Money needs can strike anytime. While most people think of personal loans first, smarter alternatives like Loan Against Mutual Funds (LAMF) can help you access funds without liquidating your investments. Mutual funds are typically viewed as long-term investment tools, but they can also be used to secure short-term loans. A Loan Against Mutual Funds (LAMF) allows you to borrow money without having to sell your investments. With the rise of digital platforms, accessing LAMF has become easier and more convenient for those in need of quick liquidity while still staying on track with their long-term financial plans. However, like any loan, it carries certain risks. Think of it like pledging gold—you still own the asset, but the lender places a hold on it, meaning you can’t redeem or switch those mutual fund units until the loan is fully repaid.
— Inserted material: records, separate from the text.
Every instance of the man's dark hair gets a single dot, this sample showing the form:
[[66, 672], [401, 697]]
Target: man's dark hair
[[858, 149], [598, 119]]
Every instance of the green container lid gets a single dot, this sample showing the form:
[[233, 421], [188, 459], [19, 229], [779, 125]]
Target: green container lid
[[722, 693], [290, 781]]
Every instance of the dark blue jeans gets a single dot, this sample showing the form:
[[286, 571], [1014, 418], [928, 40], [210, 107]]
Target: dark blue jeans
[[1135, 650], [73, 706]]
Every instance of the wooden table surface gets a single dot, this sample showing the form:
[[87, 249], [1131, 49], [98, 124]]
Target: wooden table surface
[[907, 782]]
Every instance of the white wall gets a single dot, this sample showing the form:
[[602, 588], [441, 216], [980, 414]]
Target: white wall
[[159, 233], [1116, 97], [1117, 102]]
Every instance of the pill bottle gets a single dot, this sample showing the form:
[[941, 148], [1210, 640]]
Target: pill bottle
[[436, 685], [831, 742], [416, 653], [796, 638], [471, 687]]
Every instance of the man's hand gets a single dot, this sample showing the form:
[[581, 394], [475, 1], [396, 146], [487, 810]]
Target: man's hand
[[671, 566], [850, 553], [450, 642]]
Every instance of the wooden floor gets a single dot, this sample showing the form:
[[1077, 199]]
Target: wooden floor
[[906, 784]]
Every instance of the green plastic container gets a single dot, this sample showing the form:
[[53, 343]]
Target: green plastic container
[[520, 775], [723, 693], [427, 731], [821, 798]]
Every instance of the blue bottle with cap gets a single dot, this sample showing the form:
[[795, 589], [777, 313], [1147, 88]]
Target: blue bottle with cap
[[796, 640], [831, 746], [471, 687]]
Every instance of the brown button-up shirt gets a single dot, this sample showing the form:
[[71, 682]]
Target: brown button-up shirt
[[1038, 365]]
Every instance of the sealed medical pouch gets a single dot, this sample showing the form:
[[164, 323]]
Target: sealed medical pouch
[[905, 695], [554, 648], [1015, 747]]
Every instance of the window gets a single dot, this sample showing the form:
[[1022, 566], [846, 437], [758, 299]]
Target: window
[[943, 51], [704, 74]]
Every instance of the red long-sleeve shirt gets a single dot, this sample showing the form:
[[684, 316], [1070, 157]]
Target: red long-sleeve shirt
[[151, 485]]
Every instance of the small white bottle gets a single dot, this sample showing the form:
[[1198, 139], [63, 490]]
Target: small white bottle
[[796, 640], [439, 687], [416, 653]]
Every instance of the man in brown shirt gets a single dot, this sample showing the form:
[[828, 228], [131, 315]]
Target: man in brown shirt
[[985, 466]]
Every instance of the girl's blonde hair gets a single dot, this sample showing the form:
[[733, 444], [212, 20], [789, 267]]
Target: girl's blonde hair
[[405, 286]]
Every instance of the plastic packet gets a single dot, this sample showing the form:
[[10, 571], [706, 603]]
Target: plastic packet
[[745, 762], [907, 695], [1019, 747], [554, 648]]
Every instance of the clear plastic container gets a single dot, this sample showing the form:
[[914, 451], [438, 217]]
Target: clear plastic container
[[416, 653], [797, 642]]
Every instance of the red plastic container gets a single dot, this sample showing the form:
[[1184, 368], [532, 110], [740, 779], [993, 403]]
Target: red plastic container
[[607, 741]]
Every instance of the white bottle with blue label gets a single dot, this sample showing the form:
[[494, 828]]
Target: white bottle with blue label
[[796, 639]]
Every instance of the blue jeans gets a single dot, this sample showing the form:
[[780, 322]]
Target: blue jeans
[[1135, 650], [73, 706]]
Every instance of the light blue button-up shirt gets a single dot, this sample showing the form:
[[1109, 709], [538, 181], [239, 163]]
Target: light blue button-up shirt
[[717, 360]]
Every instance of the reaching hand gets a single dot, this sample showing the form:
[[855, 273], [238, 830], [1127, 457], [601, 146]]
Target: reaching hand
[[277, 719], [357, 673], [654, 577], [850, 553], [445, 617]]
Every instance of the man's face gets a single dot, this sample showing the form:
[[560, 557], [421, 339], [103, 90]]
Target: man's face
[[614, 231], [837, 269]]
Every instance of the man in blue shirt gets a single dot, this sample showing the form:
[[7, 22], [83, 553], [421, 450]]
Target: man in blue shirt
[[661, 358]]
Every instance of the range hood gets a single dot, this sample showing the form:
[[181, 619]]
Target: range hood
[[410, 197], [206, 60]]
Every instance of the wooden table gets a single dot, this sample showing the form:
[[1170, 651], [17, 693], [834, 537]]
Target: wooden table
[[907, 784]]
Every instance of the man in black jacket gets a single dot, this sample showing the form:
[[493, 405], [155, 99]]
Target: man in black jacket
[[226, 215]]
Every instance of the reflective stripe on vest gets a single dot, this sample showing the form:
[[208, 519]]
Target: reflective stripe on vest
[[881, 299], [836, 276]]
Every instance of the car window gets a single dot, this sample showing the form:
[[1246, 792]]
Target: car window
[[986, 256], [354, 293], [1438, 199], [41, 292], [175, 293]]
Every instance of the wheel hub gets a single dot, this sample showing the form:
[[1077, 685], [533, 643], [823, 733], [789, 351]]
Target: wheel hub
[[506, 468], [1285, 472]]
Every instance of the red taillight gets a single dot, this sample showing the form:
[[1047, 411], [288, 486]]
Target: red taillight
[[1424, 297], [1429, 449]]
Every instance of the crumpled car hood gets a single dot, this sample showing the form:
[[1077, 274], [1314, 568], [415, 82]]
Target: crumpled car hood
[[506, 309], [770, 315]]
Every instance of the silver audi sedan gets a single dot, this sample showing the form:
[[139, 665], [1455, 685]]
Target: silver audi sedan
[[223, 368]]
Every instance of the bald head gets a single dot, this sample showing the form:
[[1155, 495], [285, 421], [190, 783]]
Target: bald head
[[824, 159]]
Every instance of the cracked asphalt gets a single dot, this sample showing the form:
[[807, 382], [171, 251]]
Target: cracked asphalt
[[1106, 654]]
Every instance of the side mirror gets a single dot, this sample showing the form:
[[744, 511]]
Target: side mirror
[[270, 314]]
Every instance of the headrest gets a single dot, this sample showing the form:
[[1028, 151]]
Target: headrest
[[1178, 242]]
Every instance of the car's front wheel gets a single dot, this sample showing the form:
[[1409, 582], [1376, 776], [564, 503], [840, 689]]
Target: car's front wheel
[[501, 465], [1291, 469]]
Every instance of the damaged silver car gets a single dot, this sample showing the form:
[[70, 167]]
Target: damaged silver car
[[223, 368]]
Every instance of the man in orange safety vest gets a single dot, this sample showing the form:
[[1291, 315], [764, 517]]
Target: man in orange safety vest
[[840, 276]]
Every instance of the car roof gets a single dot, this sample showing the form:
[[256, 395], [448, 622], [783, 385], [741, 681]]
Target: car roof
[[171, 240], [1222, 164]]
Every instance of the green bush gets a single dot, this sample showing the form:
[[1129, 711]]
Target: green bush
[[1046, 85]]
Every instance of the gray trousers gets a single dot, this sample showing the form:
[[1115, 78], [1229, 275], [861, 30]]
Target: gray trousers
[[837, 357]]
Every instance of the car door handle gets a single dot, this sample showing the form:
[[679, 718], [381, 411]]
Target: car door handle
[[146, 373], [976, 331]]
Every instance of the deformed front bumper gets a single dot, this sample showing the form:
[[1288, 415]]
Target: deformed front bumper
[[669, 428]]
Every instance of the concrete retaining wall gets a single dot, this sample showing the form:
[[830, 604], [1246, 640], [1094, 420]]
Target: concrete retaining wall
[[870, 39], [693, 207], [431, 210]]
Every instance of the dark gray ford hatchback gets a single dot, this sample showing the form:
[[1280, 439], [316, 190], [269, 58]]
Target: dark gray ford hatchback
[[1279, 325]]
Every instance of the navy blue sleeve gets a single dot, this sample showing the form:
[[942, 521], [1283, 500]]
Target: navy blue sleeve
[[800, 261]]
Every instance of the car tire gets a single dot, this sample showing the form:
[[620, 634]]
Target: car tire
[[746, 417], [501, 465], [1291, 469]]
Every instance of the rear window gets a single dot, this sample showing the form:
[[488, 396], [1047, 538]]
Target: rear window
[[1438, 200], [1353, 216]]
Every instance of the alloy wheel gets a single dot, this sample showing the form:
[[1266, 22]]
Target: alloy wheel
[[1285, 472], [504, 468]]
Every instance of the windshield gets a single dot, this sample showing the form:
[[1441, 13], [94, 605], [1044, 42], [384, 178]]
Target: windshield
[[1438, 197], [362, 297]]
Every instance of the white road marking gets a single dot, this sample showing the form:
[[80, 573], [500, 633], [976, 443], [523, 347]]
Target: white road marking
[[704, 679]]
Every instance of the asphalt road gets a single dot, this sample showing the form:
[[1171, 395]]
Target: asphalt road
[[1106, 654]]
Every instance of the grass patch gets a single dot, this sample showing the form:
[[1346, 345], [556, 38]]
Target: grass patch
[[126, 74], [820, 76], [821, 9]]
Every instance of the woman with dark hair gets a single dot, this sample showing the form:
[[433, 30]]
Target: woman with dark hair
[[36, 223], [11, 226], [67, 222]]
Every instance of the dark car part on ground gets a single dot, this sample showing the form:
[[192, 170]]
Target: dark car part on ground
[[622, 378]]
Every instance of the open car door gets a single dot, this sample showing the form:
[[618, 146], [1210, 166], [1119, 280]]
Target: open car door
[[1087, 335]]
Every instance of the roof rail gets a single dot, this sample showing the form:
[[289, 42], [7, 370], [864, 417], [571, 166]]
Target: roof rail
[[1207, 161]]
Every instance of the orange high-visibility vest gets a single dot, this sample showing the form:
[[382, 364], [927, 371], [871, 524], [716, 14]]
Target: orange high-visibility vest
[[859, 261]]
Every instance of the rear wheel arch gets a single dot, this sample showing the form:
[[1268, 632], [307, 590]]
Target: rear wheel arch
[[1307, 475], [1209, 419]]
– How Much Can You Borrow with LAMF?
You can borrow up to 50% of the value of your equity mutual funds.
For debt or liquid funds, the loan amount can go up to 75–90% of the fund value.
ELSS (Equity Linked Savings Scheme) units that are still within the three-year lock-in period are not eligible to be pledged for a loan.
When it comes to hybrid funds, treatment varies by lender. Some consider them as equity funds regardless of their actual equity allocation, while others classify debt-heavy hybrid funds as debt. It’s important to clarify how your specific hybrid fund will be treated before applying for the loan.
– Why Not Just Opt for a Personal Loan?
Personal loans typically come with higher interest rates ranging from 12% to 24% and require you to pay fixed EMIs. In contrast, a Loan Against Mutual Funds (LAMF) is a secured loan, meaning it’s less risky for the lender. That’s why the interest rates are usually lower, generally around 9% to 11%, and occasionally up to 15%.
Another advantage is flexibility. Most LAMFs work like an overdraft facility you only pay interest on the amount you actually use, not the entire sanctioned limit. While some lenders do offer term loans for 12 to 36 months, these are less common.
The takeaway? If you hold mutual funds and need short-term liquidity, LAMF can be a more cost-effective and flexible alternative to a personal loan.
– What Happens If the Market Drops?
Imagine you’ve taken a loan of ₹5 lakh against a mutual fund portfolio worth ₹10 lakh. If the market corrects by 20%, your portfolio’s value falls to ₹8 lakh. Now, your loan exceeds the permitted 50% limit.
In this case, your lender might ask you to either provide additional collateral or repay part of the loan. If you’re unable to do so, they could liquidate your pledged units and at the lower NAV, that could lead to losses or unexpected tax liabilities.
To minimize this risk, it’s better to pledge low-volatility funds, such as debt or liquid mutual funds, especially if you’re using LAMF as a backup during emergencies.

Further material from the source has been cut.